Le comte de Gondreville, l’un des Lucullus de ce Sénat Conservateur qui ne conserva rien, n’avait retardé sa fête en l’honneur de la paix que pour mieux faire sa cour à Napoléon en s’efforçant d’éclipser les flatteurs par lesquels il avait été prévenu. Les ambassadeurs de toutes les puissances amies de la France sous bénéfice d’inventaire, les personnages les plus importants de l’Empire, quelques princes même, étaient en ce moment réunis dans les salons de l’opulent sénateur. La danse languissait, chacun attendait l’empereur dont la présence était promise par le comte. Napoléon aurait tenu parole sans la scène qui éclata le soir même entre Joséphine et lui, scène qui révéla le prochain divorce de ces augustes époux. La nouvelle de cette aventure, alors tenue fort secrète, mais que l’histoire recueillait, ne parvint pas aux oreilles des courtisans, et n’influa pas autrement que par l’absence de Napoléon sur la gaieté de la fête du comte de Gondreville. Les plus jolies femmes de Paris, empressées de se rendre chez lui sur la foi du ouï-dire, y faisaient en ce moment assaut de luxe, de coquetterie, de parure et de beauté. Orgueilleuse de ses richesses, la banque y défiait ces éclatants généraux et ces grands-officiers de l’empire nouvellement gorgés de croix, de titres et de décorations. Ces grands bals étaient toujours des occasions saisies par de riches familles pour y produire leurs héritières aux yeux des prétoriens de Napoléon, dans le fol espoir d’échanger leurs magnifiques dots contre une faveur incertaine. Les femmes qui se croyaient assez fortes de leur seule beauté venaient en essayer le pouvoir. Là, comme ailleurs, le plaisir n’était qu’un masque. Les visages sereins et riants, les fronts calmes y couvraient d’odieux calculs ; les témoignages d’amitié mentaient, et plus d’un personnage se défiait moins de ses ennemis que de ses amis. Ces observations étaient nécessaires pour expliquer les événements du petit imbroglio, sujet de cette Scène, et la peinture, quelque adoucie qu’elle soit, du ton qui régnait alors dans les salons de Paris.
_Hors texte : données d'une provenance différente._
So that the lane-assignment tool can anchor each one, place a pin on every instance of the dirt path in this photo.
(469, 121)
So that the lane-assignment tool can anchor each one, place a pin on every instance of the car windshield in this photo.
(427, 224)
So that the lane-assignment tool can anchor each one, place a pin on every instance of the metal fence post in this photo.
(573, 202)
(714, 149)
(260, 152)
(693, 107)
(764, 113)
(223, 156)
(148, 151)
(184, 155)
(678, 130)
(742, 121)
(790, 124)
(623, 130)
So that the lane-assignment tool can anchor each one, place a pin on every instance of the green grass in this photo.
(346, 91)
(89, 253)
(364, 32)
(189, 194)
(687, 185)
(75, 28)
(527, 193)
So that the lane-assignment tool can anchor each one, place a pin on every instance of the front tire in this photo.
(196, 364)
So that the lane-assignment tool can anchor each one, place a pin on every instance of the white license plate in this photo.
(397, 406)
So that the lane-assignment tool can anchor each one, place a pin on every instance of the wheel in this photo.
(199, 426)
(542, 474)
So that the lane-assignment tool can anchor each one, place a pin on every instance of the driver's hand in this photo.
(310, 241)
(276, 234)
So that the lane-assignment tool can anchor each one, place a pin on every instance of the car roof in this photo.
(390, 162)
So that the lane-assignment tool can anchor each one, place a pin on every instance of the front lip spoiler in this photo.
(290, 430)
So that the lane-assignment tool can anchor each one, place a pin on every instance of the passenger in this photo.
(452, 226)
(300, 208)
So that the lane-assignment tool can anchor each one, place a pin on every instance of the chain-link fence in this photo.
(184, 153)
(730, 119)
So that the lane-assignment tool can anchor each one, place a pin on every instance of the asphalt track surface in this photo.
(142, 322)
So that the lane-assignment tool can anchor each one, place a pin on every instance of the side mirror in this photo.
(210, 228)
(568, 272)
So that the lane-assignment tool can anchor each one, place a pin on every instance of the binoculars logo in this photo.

― Tournez un peu les yeux vers cette colonne brisée qui supporte un candélabre, apercevez-vous une jeune femme coiffée à la chinoise ? là, dans le coin, à gauche, elle a des clochettes bleues dans le bouquet de cheveux châtains qui retombe en gerbes sur sa tête. Ne voyez-vous pas ? elle est si pâle qu’on la croirait souffrante, elle est mignonne et toute petite ; maintenant, elle tourne la tête vers nous ; ses yeux bleus, fendus en amande et doux à ravir, semblent faits exprès pour pleurer. Mais, tenez donc ! elle se baisse pour regarder madame de Vaudremont à travers ce dédale de têtes toujours en mouvement dont les hautes coiffures lui interceptent la vue.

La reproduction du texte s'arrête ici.